Clarification needed on Gradient Descent

Course Link for reference:
https://app.dataquest.io/c/41/m/237/gradient-descent/1/introduction

I just started learning Gradient Descent today and I need clarification on couple of things to proceed further. Appreciate a response.

In page 1, we aim to minimize the following function.

Screen Shot 2021-11-16 at 11.15.10 AM

How did this equation become y power i in the next page (page 2)? (screenshot below for reference)

Screen Shot 2021-11-16 at 11.17.49 AM

In page no 3, what is a1_list for and why are we choosing alpha as 10?

a1_list = [1000]
alpha = 10

In the solution code in the same page, alpha is chosen as .0000003 and a1_initial as 150. And I don’t understand why? Please help understand.

Regards,
Brindha

Just to clarify, it’s not “y to the power i” in mathematical terms(if that was confusing from a mathematical perspective).

It is simply a different way to represent the same thing, but could depend on the context as well.

  • y_i could correspond to a single value or a vector.

  • y^{(i)} could correspond to a single value or a vector

  • y^{(i)}_m could correspond to a vector y^{(i)} with a specific value in that vector at the m^{th} index.

I have seen variations of these across different content (outside of DQ). So, look at the context of what it’s supposed to represent and move forward from there.

I haven’t gone through that content to be sure, but I would still recommend that you use the ? button in the top-right corner of the classroom to provide feedback about this to them because I think there should be either consistency with the notations or, at least, clarification on the change in notation.
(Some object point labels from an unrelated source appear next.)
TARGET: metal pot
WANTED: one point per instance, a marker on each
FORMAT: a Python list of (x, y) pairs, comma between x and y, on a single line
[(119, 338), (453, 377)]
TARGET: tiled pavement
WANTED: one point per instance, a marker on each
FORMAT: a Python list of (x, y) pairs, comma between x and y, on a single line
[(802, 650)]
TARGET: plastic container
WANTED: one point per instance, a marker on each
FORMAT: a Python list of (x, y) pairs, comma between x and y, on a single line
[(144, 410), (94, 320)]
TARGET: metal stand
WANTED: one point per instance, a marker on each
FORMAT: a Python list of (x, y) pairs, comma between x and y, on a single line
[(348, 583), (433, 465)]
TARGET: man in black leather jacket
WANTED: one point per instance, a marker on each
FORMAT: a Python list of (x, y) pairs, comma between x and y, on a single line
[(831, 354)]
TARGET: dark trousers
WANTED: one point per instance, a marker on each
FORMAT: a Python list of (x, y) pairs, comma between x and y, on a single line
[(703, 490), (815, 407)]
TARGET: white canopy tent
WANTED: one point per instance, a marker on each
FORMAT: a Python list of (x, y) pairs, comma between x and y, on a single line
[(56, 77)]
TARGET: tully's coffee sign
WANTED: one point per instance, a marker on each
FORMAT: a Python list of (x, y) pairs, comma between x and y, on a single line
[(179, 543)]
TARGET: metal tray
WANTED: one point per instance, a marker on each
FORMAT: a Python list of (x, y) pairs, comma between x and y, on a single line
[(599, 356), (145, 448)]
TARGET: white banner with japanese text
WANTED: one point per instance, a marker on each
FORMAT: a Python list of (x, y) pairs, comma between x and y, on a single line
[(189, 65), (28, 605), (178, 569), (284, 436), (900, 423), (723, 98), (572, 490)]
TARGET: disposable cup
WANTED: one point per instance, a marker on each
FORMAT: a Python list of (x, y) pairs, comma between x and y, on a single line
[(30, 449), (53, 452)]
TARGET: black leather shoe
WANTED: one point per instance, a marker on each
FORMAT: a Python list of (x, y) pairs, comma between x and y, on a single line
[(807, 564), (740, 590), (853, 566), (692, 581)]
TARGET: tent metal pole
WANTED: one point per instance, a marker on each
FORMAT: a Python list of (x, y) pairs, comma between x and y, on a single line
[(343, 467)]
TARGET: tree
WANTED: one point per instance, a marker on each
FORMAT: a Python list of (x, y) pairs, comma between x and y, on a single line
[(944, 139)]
a1_list is a list that stores the values of a1. In the first iteration a1 is set to 1000. The derivative is calculated and a new a1 is obtained. That new a1 is then added to the a1_list. In the second iteration th derivative is calculated at the new a1 and so on.

The values they chose are just to explain the algorithm to us. Depending on certain factors, we are meant to tune the value of alpha (\alpha) when using gradient descent. Finding a good value of alpha is often experimental. I am keeping it simple here because there’s more to it which you will ideally learn later.

That whole concept is likely something they explore later in the course (I am, honestly, not aware if they do or not, but it is unlikely they don’t since it’s a pretty standard concept).

2 Likes

Hello @the_doctor Thank you SO much for the response. Appreciate the detailed explanation. Since yesterday I have been reading about Learning Rate outside of DQ and I understand there is more to it. I am good for now.
Thank you once again!

Regards,
Brindha